The new chunk brings the total security assistance the United States has committed in the past year to Ukraine to over $1 billion.

According to the U.S. military, the assistance will include body armor and anti-tank missiles called Javelins. “We’re going to do everything we can to get that into the hands of the Ukrainians,” a senior U.S. defense official told reporters on a call.

“It is another clear signal that the United States stands with the people of Ukraine as they defend their sovereign, courageous, and proud nation,” Blinken said.

Other countries are also sending weapons to Ukraine, including Belgium, but all have refused to send troops to help Ukraine battle against an estimated 100,000 Russian forces that have entered the neighboring country.

Epoch Times Photo
A soldier walks near Ukrainian vehicles blocking a street in Kyiv, Ukraine on Feb. 26, 2022. (Efrem Lukatsky/AP Photo)

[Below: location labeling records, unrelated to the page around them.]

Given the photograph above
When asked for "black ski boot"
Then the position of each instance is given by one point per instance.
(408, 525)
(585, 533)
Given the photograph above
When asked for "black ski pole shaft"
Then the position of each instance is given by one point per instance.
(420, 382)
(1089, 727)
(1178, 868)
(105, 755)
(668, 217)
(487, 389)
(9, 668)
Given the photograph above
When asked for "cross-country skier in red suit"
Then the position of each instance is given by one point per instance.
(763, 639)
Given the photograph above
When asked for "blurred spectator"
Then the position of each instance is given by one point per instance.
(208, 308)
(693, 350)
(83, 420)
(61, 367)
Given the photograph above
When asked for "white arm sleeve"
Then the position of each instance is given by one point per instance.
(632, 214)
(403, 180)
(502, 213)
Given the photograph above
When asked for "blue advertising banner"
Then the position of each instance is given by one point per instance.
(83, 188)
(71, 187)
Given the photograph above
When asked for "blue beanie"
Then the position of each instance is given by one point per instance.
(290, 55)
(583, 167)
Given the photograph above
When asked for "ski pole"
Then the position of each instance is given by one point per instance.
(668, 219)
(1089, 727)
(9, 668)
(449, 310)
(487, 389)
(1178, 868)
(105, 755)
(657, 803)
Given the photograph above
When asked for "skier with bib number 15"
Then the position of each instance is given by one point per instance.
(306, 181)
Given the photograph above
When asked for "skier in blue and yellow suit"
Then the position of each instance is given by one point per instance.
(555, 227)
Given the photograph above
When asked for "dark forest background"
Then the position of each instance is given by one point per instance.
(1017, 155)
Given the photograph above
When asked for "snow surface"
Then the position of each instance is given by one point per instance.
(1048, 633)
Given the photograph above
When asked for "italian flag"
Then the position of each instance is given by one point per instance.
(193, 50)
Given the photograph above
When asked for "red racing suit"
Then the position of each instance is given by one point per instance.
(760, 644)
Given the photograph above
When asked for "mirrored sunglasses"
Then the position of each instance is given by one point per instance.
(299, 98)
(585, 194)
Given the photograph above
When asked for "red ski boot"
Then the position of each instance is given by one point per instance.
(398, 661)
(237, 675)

“Our forces are not and will not be engaged in the conflict in Ukraine,” Biden said in a recent speech about the situation, during which he outlined another layer of sanctions against Russian assets.

White House press secretary Jen Psaki said Friday that Biden won’t send U.S. troops to fight in Ukraine “because he is not going to put the American public, the American people, or the United States in a position of fighting a war with Russia.”

The thousands of U.S. personnel that have been deployed to Europe are going “to defend our NATO Allies and reassure those allies in the east,” Biden added.

Members of the North Atlantic Treaty Organization (NATO) include countries that share borders with Ukraine, including Poland and Romania. Ukraine is not a member.

Ukrainian President Volodymyr Zelensky spoke with Biden Friday, after which he said they discussed strengthening sanctions and “concrete defense assistance.” Zelensky said he was grateful for America’s “strong support” to Ukraine.

That was a turnaround from earlier in the day, when Zelensky said Ukraine had been “left alone to defend itself against Russia.”

Biden said after the call that the United States would “defend every inch of NATO territory.” He said he commended “the brave actions of the Ukrainian people who were fighting to defend their country” during the call and conveyed the various support the United States is providing.